The language itself is designed specifically for Google's purposes, so it has some features not present in other languages and is missing other features that are unnecessary. Some of the interesting points are:
- Data types are appropriate to Google's purposes, e.g. string, url, time, int.
- Syntax makes it easy to express operations Google would want to do, such as compiling tables indexed by time, country, etc; getting the geographical location of a query from the ip address; getting information about a search query such as country, search terms, etc.
- Special function called sawzall() that uses regex to do all sorts of funky parsing stuff, like splitting a string into tokens or lines in different formats
- No standard I/O. This means Google's sensitive data is protected since it's actually impossible to view anything the protocol doesn't allow. Even if protecte data is present in a file, if the protocol used doesn't deliver it, it can't be accessed.
- Parsing of data is primarily done by preprocessing using the protocols. At the top of the program is a line [code]proto: "some_protocol.proto"[/code] which is a bit like a #include line and tells the program what data is present to be worked with. The programmer then doesn't have to worry about parsing and can just use the data, since all this work has been hidden at a lower level.
- Data type 'undef' indicates an error - there aren't any exceptions in the language. There is a flag that says either stop the program if undef is found, or ignore it and drop that data. During debugging, they stop the program, but when they are actually running it, the data is simply dropped. Since Google has such an enormous amount of data, it is statistically insignificant to drop the few cases where there are errors.
- Syntax of the language is kind of like C, but much more concise: it is an interpretive scripting type of language.

A notable point about this language is that there are no threads, locks, sychronisations etc. Considering how much concurrent processing Google does, that's pretty amazing. However, this is achieved by building these ideas into the fundamental design of the language. The program gets run once for each record and order doesn't matter, so it doesn't have to worry about multiple threads or anything. It just emits the result to the aggregator, then gets the next record and runs again. The aggregator doesn't care which order it gets the data in because all its operations are assosciative, so it doesn't particularly have to worry either.
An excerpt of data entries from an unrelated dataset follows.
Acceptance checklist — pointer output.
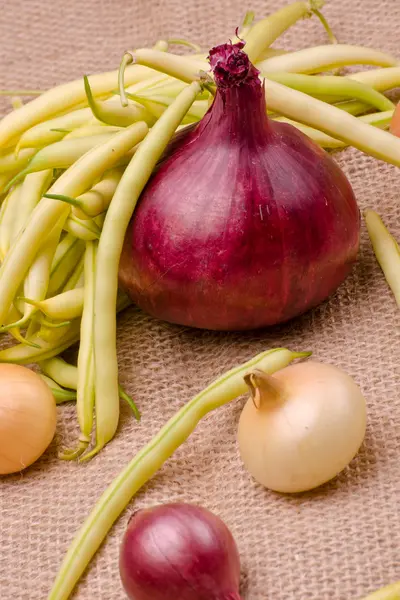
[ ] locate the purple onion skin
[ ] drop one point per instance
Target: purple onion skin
(179, 552)
(248, 223)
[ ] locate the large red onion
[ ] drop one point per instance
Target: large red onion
(179, 552)
(247, 223)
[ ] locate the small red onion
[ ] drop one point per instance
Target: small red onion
(247, 223)
(179, 552)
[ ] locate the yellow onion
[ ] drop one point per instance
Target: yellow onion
(27, 417)
(301, 426)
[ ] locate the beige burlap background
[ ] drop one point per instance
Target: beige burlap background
(336, 543)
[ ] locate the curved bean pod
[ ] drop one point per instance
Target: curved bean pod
(150, 459)
(76, 180)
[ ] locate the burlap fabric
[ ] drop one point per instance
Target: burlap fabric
(336, 543)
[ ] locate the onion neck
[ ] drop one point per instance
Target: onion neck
(238, 111)
(264, 388)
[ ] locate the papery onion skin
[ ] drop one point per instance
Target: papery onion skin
(308, 433)
(27, 417)
(179, 551)
(247, 224)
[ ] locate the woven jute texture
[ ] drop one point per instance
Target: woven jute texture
(338, 542)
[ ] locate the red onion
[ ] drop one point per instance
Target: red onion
(179, 552)
(247, 223)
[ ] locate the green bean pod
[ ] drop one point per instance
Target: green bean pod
(379, 79)
(64, 265)
(89, 130)
(157, 105)
(386, 250)
(60, 395)
(76, 279)
(8, 217)
(389, 592)
(59, 370)
(62, 98)
(170, 64)
(113, 113)
(85, 230)
(77, 179)
(63, 307)
(266, 31)
(63, 154)
(85, 372)
(11, 163)
(54, 130)
(97, 200)
(23, 355)
(342, 87)
(333, 121)
(150, 459)
(324, 58)
(32, 189)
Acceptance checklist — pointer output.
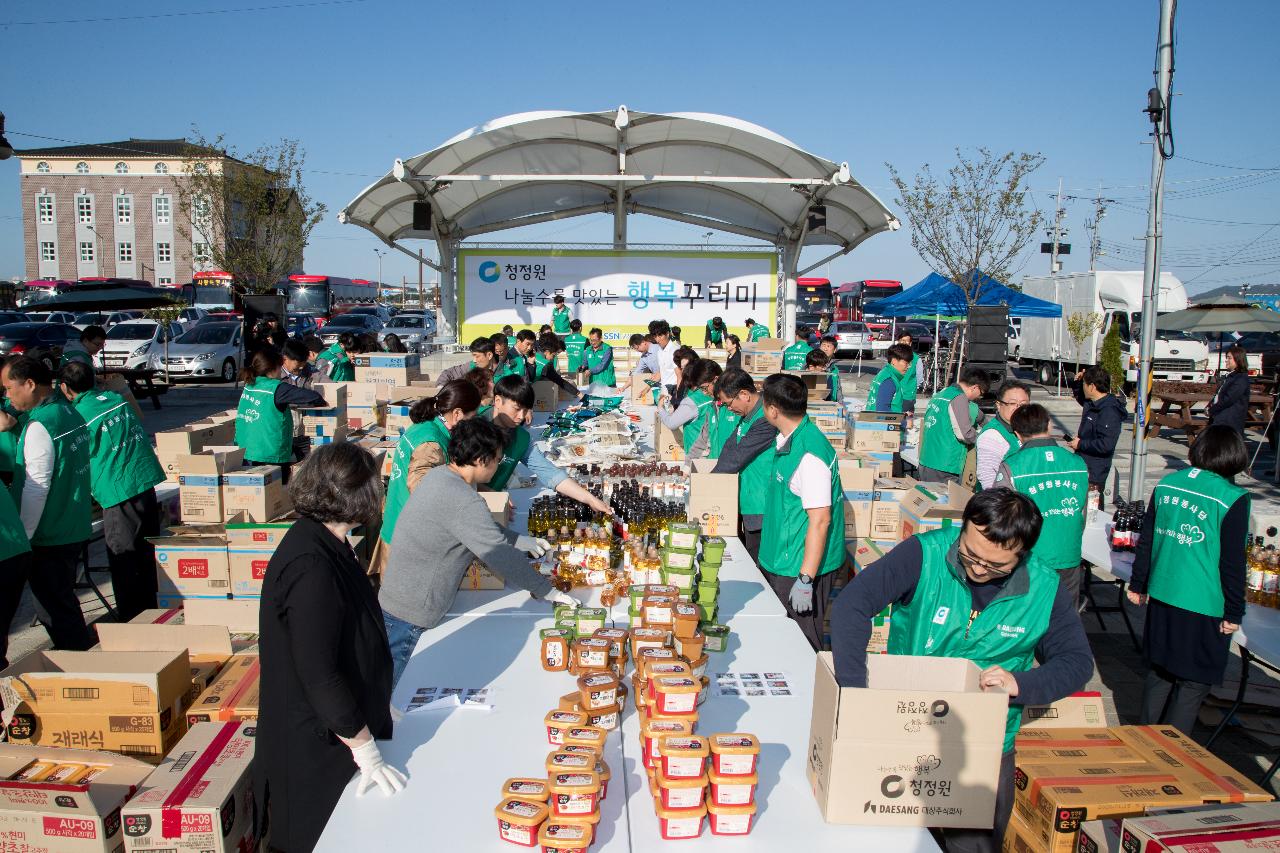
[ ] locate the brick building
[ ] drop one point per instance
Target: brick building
(110, 210)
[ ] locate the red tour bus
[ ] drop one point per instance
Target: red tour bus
(853, 296)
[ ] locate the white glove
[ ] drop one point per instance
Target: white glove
(374, 770)
(533, 546)
(557, 597)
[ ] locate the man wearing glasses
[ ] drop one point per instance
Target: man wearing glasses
(996, 441)
(979, 593)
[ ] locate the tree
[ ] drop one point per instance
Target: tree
(974, 222)
(247, 214)
(1082, 325)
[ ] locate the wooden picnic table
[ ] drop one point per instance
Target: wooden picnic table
(1184, 410)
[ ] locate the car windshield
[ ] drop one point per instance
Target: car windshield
(211, 333)
(132, 332)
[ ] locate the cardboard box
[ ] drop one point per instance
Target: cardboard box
(1077, 711)
(60, 817)
(191, 566)
(545, 396)
(920, 725)
(200, 483)
(233, 696)
(933, 506)
(877, 430)
(712, 500)
(256, 492)
(200, 799)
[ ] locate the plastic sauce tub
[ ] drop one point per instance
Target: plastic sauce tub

The work load is distributed by Google's work queue, which he didn't go into much detail about since it wasn't the topic of the talk, but essentially it just works out which jobs get done on which machine and when.

So here's an example of how powerful yet simple this language is. Rob Pike showed us a program that he'd written which was about 15 lines long. It got all Google searches for a day and built a table of them, indexed by time they occured, and lattitude and longitude they came from (using ip address to get the location). This was then plotted as a world map which varied over time. The output was a black background, with white dots of varying intensity showing how many searches there were in each location. So it was like looking at the world at night time, with the lights indicating use of Google. As the hour of the day changed, you could see night time going across the world by the decrease in activity. It took 9 minutes to generate that map from all Google's searches for 24 hours.

One other anecdote I thought was interesting, which just illustrates the sheer scale of Google's operation: As in any good system, there is redundancy to protect their data. Once a rack holding about 60 TB, iirc, got completely wiped, and they didn't lost any data at all. Not a single byte.

We also got to talk to him after the seminar and he explained GFS a bit more and told us about Pagerank and how Google decides which results are most relevant. All in all, definately a worthwhile lecture to attend. :)